The Notts Type 1 Diabetes Group is also steaming on with various members doing various exciting things, the next of which is apparently some kind of video performance thing (sic.) by the committee members prior to the next meeting but I’ll tell you more about that when I’ve had some more details myself. Also just a quick aside, I apologise for not updating the web pages, however it does tend to be a darn sight easier and less disruptive updating Facebook and Twitter so I tend to do those most often and leave the website for if there is anything specific that is worth putting on it!

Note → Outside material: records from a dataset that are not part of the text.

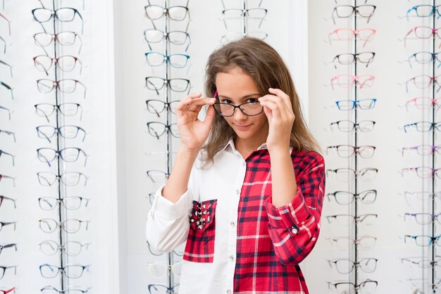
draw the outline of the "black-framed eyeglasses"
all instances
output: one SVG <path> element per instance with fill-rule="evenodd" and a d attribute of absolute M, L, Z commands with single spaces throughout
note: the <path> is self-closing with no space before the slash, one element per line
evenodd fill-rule
<path fill-rule="evenodd" d="M 0 255 L 1 255 L 1 251 L 6 248 L 14 248 L 15 249 L 15 251 L 17 251 L 17 244 L 15 243 L 10 243 L 10 244 L 4 244 L 4 245 L 0 244 Z"/>
<path fill-rule="evenodd" d="M 263 111 L 263 106 L 261 105 L 257 99 L 254 100 L 256 100 L 256 101 L 245 102 L 238 106 L 223 102 L 216 102 L 213 105 L 214 110 L 219 115 L 226 117 L 233 116 L 236 108 L 239 108 L 243 114 L 247 116 L 259 115 Z"/>
<path fill-rule="evenodd" d="M 441 154 L 441 145 L 418 145 L 417 146 L 403 147 L 402 148 L 402 156 L 404 155 L 405 151 L 415 151 L 418 155 L 428 155 L 436 153 Z"/>
<path fill-rule="evenodd" d="M 51 286 L 46 286 L 42 288 L 40 291 L 42 294 L 84 294 L 87 293 L 91 288 L 85 288 L 82 289 L 78 287 L 70 287 L 67 290 L 58 290 Z"/>
<path fill-rule="evenodd" d="M 0 231 L 1 231 L 4 226 L 8 226 L 10 224 L 13 224 L 13 230 L 15 231 L 17 222 L 0 222 Z"/>
<path fill-rule="evenodd" d="M 361 18 L 367 18 L 367 23 L 369 23 L 371 18 L 373 15 L 373 13 L 377 7 L 375 5 L 359 5 L 357 6 L 351 6 L 350 5 L 339 5 L 334 7 L 333 10 L 333 22 L 335 25 L 335 18 L 347 18 L 355 13 Z"/>
<path fill-rule="evenodd" d="M 328 287 L 329 289 L 335 288 L 337 293 L 360 293 L 361 294 L 370 294 L 375 293 L 377 290 L 377 286 L 378 282 L 376 281 L 372 281 L 367 279 L 360 283 L 355 284 L 352 282 L 339 282 L 331 283 L 328 282 Z"/>
<path fill-rule="evenodd" d="M 404 243 L 407 243 L 408 239 L 414 239 L 415 240 L 415 243 L 421 247 L 430 246 L 433 243 L 436 244 L 438 246 L 441 245 L 441 242 L 440 242 L 440 237 L 441 235 L 437 236 L 427 236 L 427 235 L 418 235 L 418 236 L 411 236 L 411 235 L 405 235 L 404 236 Z"/>
<path fill-rule="evenodd" d="M 147 177 L 154 183 L 158 183 L 159 181 L 166 181 L 167 179 L 168 179 L 169 176 L 170 176 L 169 173 L 163 172 L 161 170 L 147 170 Z"/>
<path fill-rule="evenodd" d="M 437 257 L 440 257 L 440 256 L 437 255 Z M 419 261 L 414 261 L 412 259 L 418 258 L 420 260 Z M 435 261 L 432 261 L 430 260 L 425 260 L 420 257 L 407 257 L 407 258 L 400 258 L 402 263 L 404 263 L 404 262 L 410 262 L 412 264 L 416 264 L 419 267 L 422 269 L 428 269 L 429 267 L 432 267 L 433 266 L 438 265 L 441 260 L 437 260 Z"/>
<path fill-rule="evenodd" d="M 13 91 L 13 89 L 11 87 L 11 86 L 9 86 L 8 84 L 5 84 L 4 82 L 1 81 L 0 81 L 0 86 L 3 86 L 7 90 L 11 91 L 11 98 L 12 98 L 12 100 L 14 100 L 14 91 Z"/>
<path fill-rule="evenodd" d="M 147 64 L 150 66 L 161 66 L 164 63 L 168 63 L 176 68 L 182 68 L 188 63 L 190 56 L 187 54 L 163 55 L 159 52 L 147 52 L 144 53 Z"/>
<path fill-rule="evenodd" d="M 339 110 L 352 110 L 354 108 L 368 110 L 373 109 L 375 106 L 377 99 L 360 99 L 360 100 L 340 100 L 335 101 Z"/>
<path fill-rule="evenodd" d="M 82 47 L 82 41 L 80 35 L 75 32 L 61 32 L 55 34 L 47 32 L 39 32 L 34 34 L 35 44 L 42 47 L 44 53 L 48 56 L 49 54 L 46 52 L 44 47 L 49 46 L 53 41 L 56 41 L 62 46 L 72 46 L 75 44 L 77 39 L 80 40 L 80 49 L 78 49 L 78 53 L 80 53 Z"/>
<path fill-rule="evenodd" d="M 80 179 L 85 179 L 85 186 L 87 183 L 87 177 L 82 172 L 66 172 L 61 175 L 53 172 L 40 172 L 37 173 L 38 181 L 42 186 L 52 186 L 56 181 L 61 182 L 66 186 L 77 186 L 80 183 Z"/>
<path fill-rule="evenodd" d="M 355 262 L 351 260 L 339 258 L 328 260 L 328 263 L 330 267 L 333 267 L 333 265 L 334 265 L 335 269 L 337 269 L 337 271 L 340 274 L 349 274 L 356 267 L 359 268 L 365 273 L 371 273 L 377 268 L 378 261 L 378 260 L 376 258 L 364 258 L 359 262 Z"/>
<path fill-rule="evenodd" d="M 220 101 L 219 95 L 216 91 L 213 95 L 218 101 Z M 247 116 L 259 115 L 263 112 L 263 106 L 255 98 L 250 98 L 247 100 L 247 102 L 235 106 L 231 104 L 232 101 L 228 99 L 223 99 L 223 102 L 216 102 L 213 104 L 216 112 L 223 117 L 231 117 L 235 115 L 236 108 L 239 108 L 243 114 Z"/>
<path fill-rule="evenodd" d="M 147 110 L 149 110 L 150 113 L 156 114 L 158 115 L 158 117 L 159 117 L 161 116 L 159 114 L 166 109 L 170 110 L 170 112 L 173 114 L 176 114 L 176 106 L 178 106 L 180 101 L 176 100 L 171 102 L 164 102 L 157 99 L 149 99 L 147 100 L 145 102 L 147 106 Z"/>
<path fill-rule="evenodd" d="M 59 81 L 53 81 L 49 79 L 40 79 L 37 80 L 37 87 L 40 93 L 46 94 L 58 89 L 61 92 L 70 94 L 75 91 L 77 85 L 80 84 L 85 89 L 83 98 L 86 98 L 86 87 L 81 82 L 73 79 L 64 79 Z"/>
<path fill-rule="evenodd" d="M 82 118 L 82 108 L 79 103 L 65 103 L 58 105 L 50 103 L 39 103 L 34 106 L 35 112 L 39 117 L 44 117 L 49 122 L 49 117 L 55 112 L 59 113 L 66 117 L 72 117 L 78 114 L 80 110 L 80 120 Z"/>
<path fill-rule="evenodd" d="M 179 284 L 176 284 L 173 287 L 167 287 L 161 284 L 150 284 L 148 286 L 149 294 L 160 294 L 163 293 L 164 291 L 167 294 L 174 294 L 178 292 Z"/>
<path fill-rule="evenodd" d="M 378 172 L 378 169 L 373 167 L 363 168 L 360 170 L 355 170 L 352 168 L 342 167 L 336 170 L 326 170 L 326 175 L 337 175 L 339 181 L 347 182 L 356 179 L 360 179 L 365 181 L 375 179 Z"/>
<path fill-rule="evenodd" d="M 85 270 L 89 270 L 89 264 L 80 265 L 73 264 L 63 267 L 58 267 L 56 265 L 42 264 L 39 266 L 40 274 L 43 278 L 52 279 L 55 278 L 58 274 L 64 274 L 69 279 L 77 279 L 82 276 Z"/>
<path fill-rule="evenodd" d="M 377 198 L 377 191 L 366 190 L 356 194 L 344 191 L 337 191 L 333 193 L 328 193 L 326 194 L 326 196 L 329 200 L 330 200 L 330 197 L 333 196 L 335 201 L 342 205 L 347 205 L 354 202 L 354 199 L 359 200 L 364 204 L 371 204 Z"/>
<path fill-rule="evenodd" d="M 51 162 L 56 158 L 61 158 L 66 162 L 75 162 L 78 160 L 80 154 L 85 157 L 85 167 L 87 162 L 88 155 L 84 150 L 77 147 L 67 147 L 61 150 L 55 150 L 51 148 L 40 148 L 37 149 L 38 159 L 42 162 L 46 162 L 51 167 Z"/>
<path fill-rule="evenodd" d="M 51 142 L 50 139 L 55 134 L 59 134 L 61 137 L 66 139 L 74 139 L 78 136 L 78 134 L 82 132 L 82 141 L 86 138 L 86 131 L 82 127 L 74 125 L 65 125 L 60 127 L 55 127 L 49 125 L 41 125 L 36 127 L 37 134 L 41 139 L 46 139 Z"/>
<path fill-rule="evenodd" d="M 3 204 L 3 201 L 5 200 L 12 201 L 12 203 L 14 204 L 14 208 L 17 208 L 17 205 L 15 205 L 16 199 L 13 199 L 9 197 L 4 196 L 3 195 L 0 195 L 0 207 L 1 207 L 1 205 Z"/>
<path fill-rule="evenodd" d="M 441 131 L 441 122 L 416 122 L 411 124 L 404 124 L 403 126 L 403 129 L 404 129 L 405 133 L 407 133 L 407 131 L 413 128 L 416 129 L 418 132 L 434 132 L 435 130 Z"/>
<path fill-rule="evenodd" d="M 428 167 L 403 168 L 401 170 L 402 177 L 404 177 L 404 174 L 411 172 L 416 172 L 416 175 L 421 179 L 434 178 L 435 176 L 438 179 L 441 179 L 441 168 L 431 168 Z"/>
<path fill-rule="evenodd" d="M 1 182 L 1 180 L 3 179 L 9 179 L 12 180 L 14 187 L 15 186 L 15 177 L 0 174 L 0 182 Z"/>
<path fill-rule="evenodd" d="M 362 120 L 356 124 L 351 120 L 338 120 L 330 124 L 330 130 L 338 129 L 341 132 L 351 132 L 355 129 L 356 132 L 371 132 L 375 124 L 373 120 Z"/>
<path fill-rule="evenodd" d="M 89 223 L 91 221 L 82 221 L 76 219 L 69 219 L 63 222 L 57 222 L 53 219 L 39 219 L 39 227 L 44 233 L 52 233 L 57 229 L 63 229 L 63 230 L 68 234 L 74 234 L 80 231 L 81 224 L 85 224 L 86 231 L 89 229 Z"/>
<path fill-rule="evenodd" d="M 167 85 L 175 92 L 187 91 L 188 94 L 190 90 L 190 81 L 187 79 L 163 79 L 159 77 L 147 77 L 145 82 L 147 89 L 156 91 L 158 95 L 159 95 L 159 90 L 163 88 L 165 85 Z"/>
<path fill-rule="evenodd" d="M 63 206 L 70 210 L 77 210 L 84 202 L 85 207 L 87 207 L 90 199 L 80 196 L 68 196 L 62 199 L 55 197 L 40 197 L 38 198 L 38 204 L 43 210 L 52 210 L 61 203 Z"/>
<path fill-rule="evenodd" d="M 15 140 L 15 133 L 13 132 L 11 132 L 11 131 L 6 131 L 5 129 L 0 129 L 0 134 L 6 134 L 8 136 L 12 136 L 14 142 L 17 142 L 17 141 Z"/>
<path fill-rule="evenodd" d="M 156 20 L 162 18 L 164 15 L 168 15 L 170 20 L 182 21 L 185 19 L 188 15 L 190 20 L 190 11 L 188 10 L 188 0 L 185 6 L 174 6 L 168 8 L 160 6 L 159 5 L 150 4 L 149 1 L 149 5 L 144 6 L 146 16 L 151 20 Z"/>
<path fill-rule="evenodd" d="M 175 138 L 180 138 L 178 124 L 166 124 L 159 122 L 147 122 L 147 129 L 149 134 L 158 139 L 166 132 Z"/>
<path fill-rule="evenodd" d="M 164 39 L 174 45 L 183 45 L 188 40 L 188 44 L 185 50 L 185 52 L 187 52 L 188 46 L 192 43 L 190 35 L 184 31 L 163 32 L 160 30 L 148 29 L 144 31 L 144 37 L 147 41 L 150 50 L 153 50 L 150 43 L 159 43 Z"/>
<path fill-rule="evenodd" d="M 224 5 L 225 7 L 225 5 Z M 227 25 L 227 23 L 225 20 L 237 20 L 240 19 L 243 17 L 247 18 L 247 19 L 254 19 L 260 20 L 259 23 L 258 28 L 261 27 L 262 25 L 262 23 L 266 16 L 266 13 L 268 13 L 268 9 L 261 8 L 247 8 L 247 9 L 240 9 L 240 8 L 228 8 L 224 9 L 222 11 L 222 20 L 223 21 L 223 25 L 225 25 L 225 29 L 228 30 L 228 26 Z"/>
<path fill-rule="evenodd" d="M 328 197 L 329 198 L 329 196 Z M 373 213 L 360 215 L 356 217 L 351 215 L 334 215 L 327 216 L 326 219 L 330 224 L 336 222 L 341 226 L 347 226 L 349 224 L 351 224 L 351 222 L 354 222 L 356 225 L 361 223 L 372 224 L 378 217 L 378 215 Z"/>
<path fill-rule="evenodd" d="M 3 150 L 0 149 L 0 158 L 1 157 L 1 155 L 4 154 L 6 155 L 8 155 L 11 156 L 11 158 L 12 158 L 12 165 L 15 166 L 15 155 L 13 155 L 11 153 L 8 153 L 6 151 L 4 151 Z"/>
<path fill-rule="evenodd" d="M 46 72 L 46 75 L 49 75 L 49 71 L 53 65 L 56 65 L 62 72 L 72 72 L 77 64 L 80 65 L 80 75 L 82 72 L 82 63 L 77 57 L 71 55 L 64 55 L 56 58 L 51 58 L 46 55 L 39 55 L 32 58 L 35 68 L 40 72 Z"/>
<path fill-rule="evenodd" d="M 347 65 L 354 63 L 366 63 L 367 68 L 375 57 L 375 52 L 360 52 L 356 54 L 354 53 L 342 53 L 334 57 L 334 67 L 337 68 L 335 63 L 340 63 L 342 65 Z"/>
<path fill-rule="evenodd" d="M 376 147 L 372 146 L 353 146 L 351 145 L 337 145 L 326 147 L 326 154 L 330 152 L 337 151 L 338 156 L 342 158 L 349 158 L 354 155 L 357 155 L 362 158 L 371 158 Z"/>
<path fill-rule="evenodd" d="M 412 199 L 416 198 L 418 200 L 427 200 L 432 198 L 441 200 L 441 191 L 430 193 L 427 191 L 405 191 L 404 193 L 406 201 L 409 203 Z"/>
<path fill-rule="evenodd" d="M 81 16 L 81 13 L 80 13 L 80 12 L 75 8 L 73 8 L 71 7 L 63 7 L 53 11 L 45 8 L 41 8 L 32 9 L 32 15 L 34 15 L 34 19 L 37 22 L 39 23 L 44 32 L 46 32 L 46 29 L 43 26 L 43 23 L 49 21 L 52 19 L 52 18 L 55 18 L 58 20 L 63 23 L 72 22 L 75 19 L 75 15 L 78 15 L 78 17 L 81 19 L 81 33 L 82 34 L 84 32 L 84 20 L 82 19 L 82 16 Z"/>
<path fill-rule="evenodd" d="M 11 77 L 14 77 L 13 75 L 12 74 L 12 65 L 11 65 L 9 63 L 6 63 L 6 62 L 3 60 L 0 60 L 0 64 L 2 64 L 9 68 L 9 72 L 11 72 Z"/>
<path fill-rule="evenodd" d="M 431 213 L 404 213 L 404 220 L 408 219 L 414 219 L 419 224 L 429 224 L 435 221 L 441 224 L 441 213 L 432 215 Z"/>
<path fill-rule="evenodd" d="M 39 246 L 40 250 L 45 255 L 54 255 L 61 251 L 68 256 L 77 256 L 81 253 L 83 247 L 87 250 L 89 245 L 89 243 L 82 244 L 77 241 L 67 241 L 63 245 L 60 245 L 52 240 L 45 240 L 40 243 Z"/>
<path fill-rule="evenodd" d="M 8 113 L 8 117 L 9 118 L 9 120 L 11 120 L 11 113 L 12 113 L 12 111 L 11 111 L 9 108 L 6 108 L 6 107 L 0 106 L 0 110 L 6 111 Z"/>
<path fill-rule="evenodd" d="M 4 275 L 6 269 L 14 269 L 14 274 L 17 274 L 17 266 L 11 265 L 10 267 L 0 267 L 0 279 L 1 279 Z"/>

Personally this year is quite a big one as Deanne and I have a trip to Australia for a month coming up in the not too distant future, the reasons behind this are several-fold but it’s mainly to show the Little-‘Un off to the in-laws, but while I’m there I think I might look in to what’s going on Type 1 Diabetes wise as it is always interesting to get a different perspective on things.

Other than that it’s business as usual, work is busy, life is packed with things to do including childcare, housework, open mic’ nights and attempting to write a novel. Apart from that of course it’s a breeze.

Look after yourselves in 2012, do lots of blood tests, eat well, drink well and most importantly have lots of fun!!!

🙂

Happy (ever so slightly belated) new year!